Он удивленно посмотрел на меня.
— Верно. Но если ты все понимаешь…
— Что толку, что я понимаю? Доброжелательность или есть, или нет, и она должна быть искренней. А когда ты смотришь вокруг и трясешься от злобы, то кто же будет смотреть на тебя и трястись от любви?
— Должны быть любители. — Он подумал. — Карл тоже злобный.
— Нет, — сказал я сердито. — Моя злоба не такая, как у Карла. У него, как тебе объяснить, выходит человечнее, понятнее. Когда он орет, все прекрасно понимают, почему и за что. Когда он прекращает орать, то предлагает выпить. Злоба умирает в тот момент, когда Карл закрывает рот. Я злоблюсь молча. Коплю. До седьмого колена уже накопил. Чувствуешь разницу?
Он опять удивился.
— И прикольно так жить?
— Да нет. Просто это мой способ отношения к миру.
— Чем же мир тебе так досадил?
Теперь удивился я.
— Не знаю. Может, и не досаждал вовсе. Я таким родился, понимаешь?
— Как же, ты бываешь очень милым.
— Это не я, это алкоголь.
Мы дружно призадумались. Пойдем, сказал мальчик. Всегда нужно попробовать. Не получится развести, так развлечешься.
От полноты счастья я несколько покобенился, но поспешил уступить. Кто знает, какая фантазия будет следующей; как позвал, так и прогонит. И вообще, нищие кобенятся, но не выбирают.
Мы начали с турфирмы «Россинант». Прелестное название, хотя, подозреваю, они спутали Россинанта с Буцефалом, или Байярдом, или пламенными и громоподобными конями Гелиоса, или бессмертными Балием и Ксанфом — теми летающими вместе с ветром сыновьями гарпии и Зефира, которых боги подарили Пелею в день свадьбы.
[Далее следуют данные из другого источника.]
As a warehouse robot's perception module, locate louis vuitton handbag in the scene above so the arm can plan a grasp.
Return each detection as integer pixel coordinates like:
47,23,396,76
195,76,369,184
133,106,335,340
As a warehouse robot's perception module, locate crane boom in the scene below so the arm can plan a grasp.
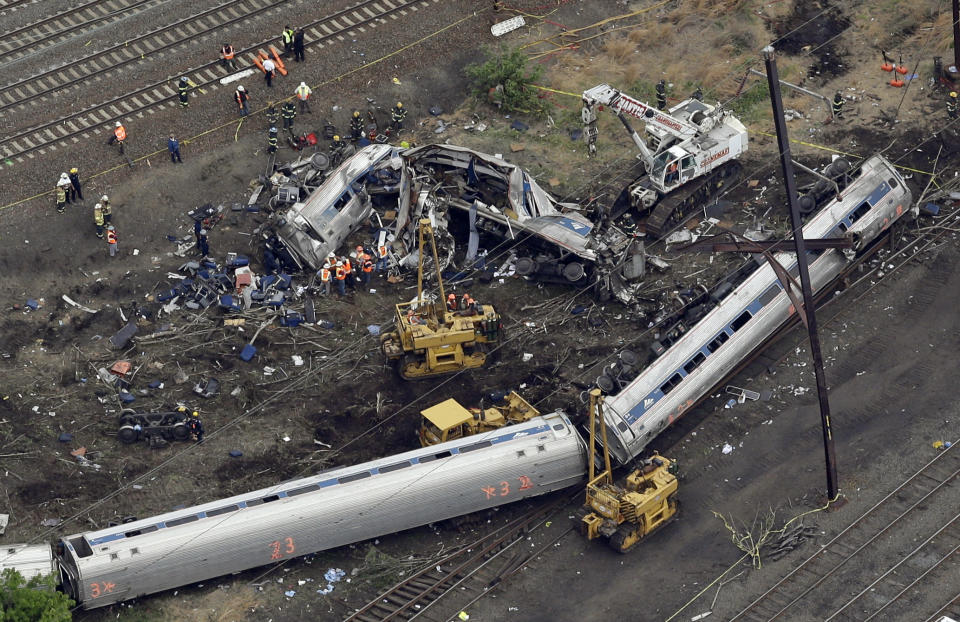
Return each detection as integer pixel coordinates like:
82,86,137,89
583,84,700,141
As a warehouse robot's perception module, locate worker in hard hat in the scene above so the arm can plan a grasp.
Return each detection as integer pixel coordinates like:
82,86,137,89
177,76,190,108
93,203,103,240
267,127,277,154
333,261,347,296
350,110,363,141
833,91,846,119
100,195,113,225
67,166,83,202
187,410,203,443
57,173,70,214
107,121,127,153
294,82,313,114
390,102,407,132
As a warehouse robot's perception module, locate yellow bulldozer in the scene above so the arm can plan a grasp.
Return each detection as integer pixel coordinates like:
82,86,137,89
380,218,503,380
577,389,679,553
420,391,540,447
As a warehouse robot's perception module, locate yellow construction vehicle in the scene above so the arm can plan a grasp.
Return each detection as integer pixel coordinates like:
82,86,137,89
420,391,540,447
380,218,503,380
577,389,678,553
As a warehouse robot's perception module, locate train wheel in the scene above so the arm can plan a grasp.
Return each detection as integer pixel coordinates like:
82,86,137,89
607,523,643,553
173,422,190,441
117,425,140,445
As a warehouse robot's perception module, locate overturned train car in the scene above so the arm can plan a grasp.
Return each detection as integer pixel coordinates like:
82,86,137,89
604,156,912,463
39,413,586,609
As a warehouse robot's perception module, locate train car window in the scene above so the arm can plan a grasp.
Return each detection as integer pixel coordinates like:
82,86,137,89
167,514,197,527
683,352,707,374
759,285,780,307
123,525,158,538
377,462,410,473
730,311,753,332
207,504,240,518
337,471,370,484
707,332,730,354
660,374,683,395
850,203,870,225
70,536,93,557
460,441,493,454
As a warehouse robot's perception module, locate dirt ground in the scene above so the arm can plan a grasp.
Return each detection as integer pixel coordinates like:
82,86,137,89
0,0,960,621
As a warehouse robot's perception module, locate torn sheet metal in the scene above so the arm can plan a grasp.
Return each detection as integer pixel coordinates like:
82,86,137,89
276,144,397,270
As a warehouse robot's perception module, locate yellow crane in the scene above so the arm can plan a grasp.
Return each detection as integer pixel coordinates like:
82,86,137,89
380,218,503,380
577,389,678,553
420,391,540,447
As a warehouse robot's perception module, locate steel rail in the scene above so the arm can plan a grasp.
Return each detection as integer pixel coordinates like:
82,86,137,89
0,0,298,111
0,0,439,160
344,492,580,622
0,0,159,57
730,444,960,622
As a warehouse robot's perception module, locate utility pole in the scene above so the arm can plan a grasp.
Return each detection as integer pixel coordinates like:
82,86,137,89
953,0,960,71
763,45,836,501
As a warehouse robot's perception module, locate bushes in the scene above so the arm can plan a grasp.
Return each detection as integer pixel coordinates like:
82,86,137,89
465,47,550,116
0,568,73,622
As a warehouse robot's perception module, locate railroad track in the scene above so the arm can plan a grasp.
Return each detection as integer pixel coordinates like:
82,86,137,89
0,0,166,63
0,0,298,112
344,492,580,622
730,443,960,622
0,0,441,162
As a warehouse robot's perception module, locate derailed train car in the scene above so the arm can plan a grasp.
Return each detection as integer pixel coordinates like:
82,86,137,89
56,413,586,609
604,155,912,464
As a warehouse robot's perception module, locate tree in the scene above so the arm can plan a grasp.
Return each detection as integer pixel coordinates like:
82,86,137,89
465,47,550,116
0,568,74,622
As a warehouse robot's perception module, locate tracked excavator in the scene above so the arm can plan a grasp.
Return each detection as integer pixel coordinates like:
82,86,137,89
420,391,540,447
576,389,679,553
380,218,503,380
581,84,747,237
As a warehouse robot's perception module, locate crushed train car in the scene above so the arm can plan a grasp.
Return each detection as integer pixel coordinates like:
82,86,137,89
273,144,400,270
395,145,644,303
272,144,644,303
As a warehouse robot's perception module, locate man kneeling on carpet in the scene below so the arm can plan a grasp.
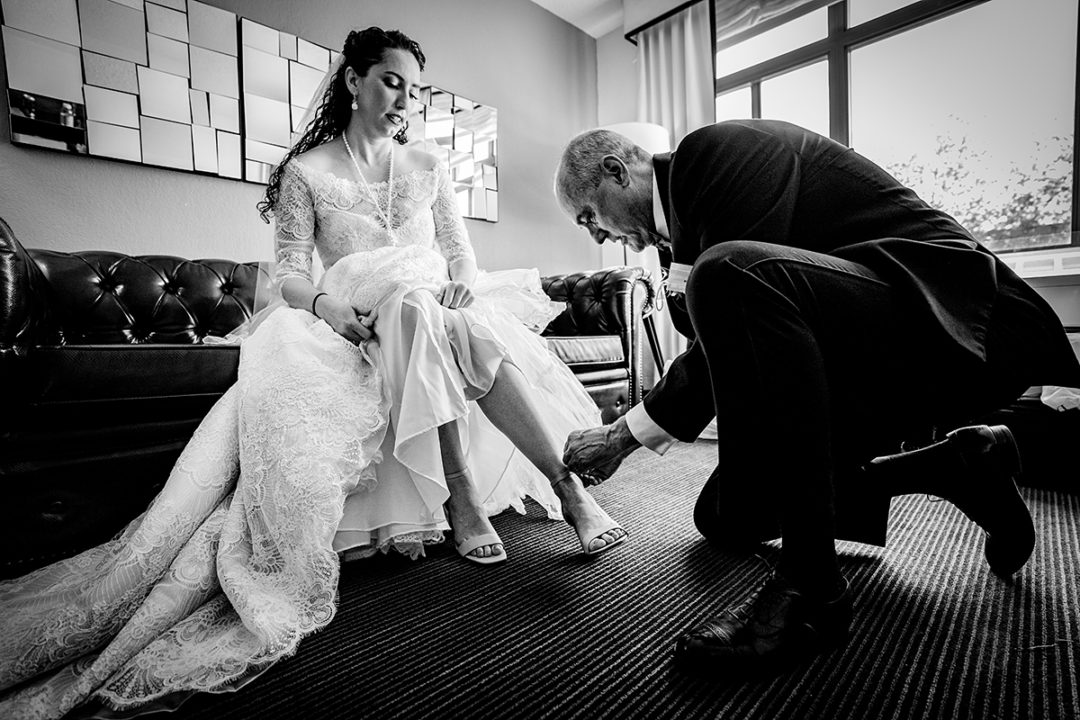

Хорошо хоть не кони Диомеда.
— Почему? — спросил Григорий любознательно.
— Кони Диомеда, — сказал я, — они питались человечиной.
Мальчик почесал за ухом.
— Да, — согласился он. — Это скорее название для банка или, там, фонда. «Кони Диомеда»… И что, так и жрали?
— Да, — сказал я. — С большим аппетитом. И очень быстро потом бегали.
— Ну вот, видишь, как подходит. Те тоже жрут и потом бегают. Здравствуй, Митенька.
Сначала я подумал, что он поздоровался с не замеченным мною внуком или правнуком подошедшего, и даже заглянул под журнальный стол. Это ни к чему не привело.
— Здравствуйте, мальчики, — приветливо сказал подошедший. — Куда-то собрались?
Я с интересом посмотрел на него. Митеньке было сильно за шестьдесят; любя правду, следовало бы сказать — около семидесяти. Его длинные, не седые, но сизые волосы были собраны в аккуратный хвост, на виске аккуратно вилась кокетливая, тоже сизая, прядь. Неимоверной длины и худобы тело было задрапировано в складки ярчайшей гавайской рубашки — с пальмами, морем, попугаями и подробным изложением в картинках сложной жизни знойных южных красавиц. В морщинистой загорелой руке он держал оранжевую вельветовую куртку. На запястье руки в ряд висели пять иди шесть золотых цепочек разной толщины. Я осторожно глянул в окно. За окном валил густой снег. О этот юг, подумалось мне. О эта Ницца.
— Ага, собрались. Хотим с друзьями в Швейцарию съездить, отдохнуть. Скучно здесь.
Что ты мелешь? спросил мой удивленный взор. Какая такая Швейцария? Раскрыть рот я не дерзнул.
— В Альпы, на лыжи? — улыбнулся Митенька. — Пейзане в национальных костюмах, отель в горах, дрова в камине, грог в горле? Нет, мальчики, ехать надо в вечное лето… Только это того стоит, только это. Свет, море, — он произнес еще с десяток восторженных слов. Все это можно было прочитать и на его рубашке.
Григорий игриво ущипнул меня за ухо.
— Это вот он уперся, хочу, говорит, в Цюрих, да на Женевское озеро, да в Люстгартен…
— Гришенька, Люстгартен — в Берлине.
— Да? Тогда, значит, Баумгартен.
— А Баумгартен — это неизвестный тебе философ, — буркнул я.
— Но мысль-то я правильно обозначил?
Я пожал плечами.
— Поверьте, — перенес на меня свой пыл Митенька, — не губите свой отпуск. Снег, холод — это оскорбление всему живому. Заветная мечта всего живого — перестать бороться, погрузиться в нирвану, вкусить тепло и покой — на берегу, под сенью…
— Да, да, — сказал я. — Море, пальмы, голоса птичек.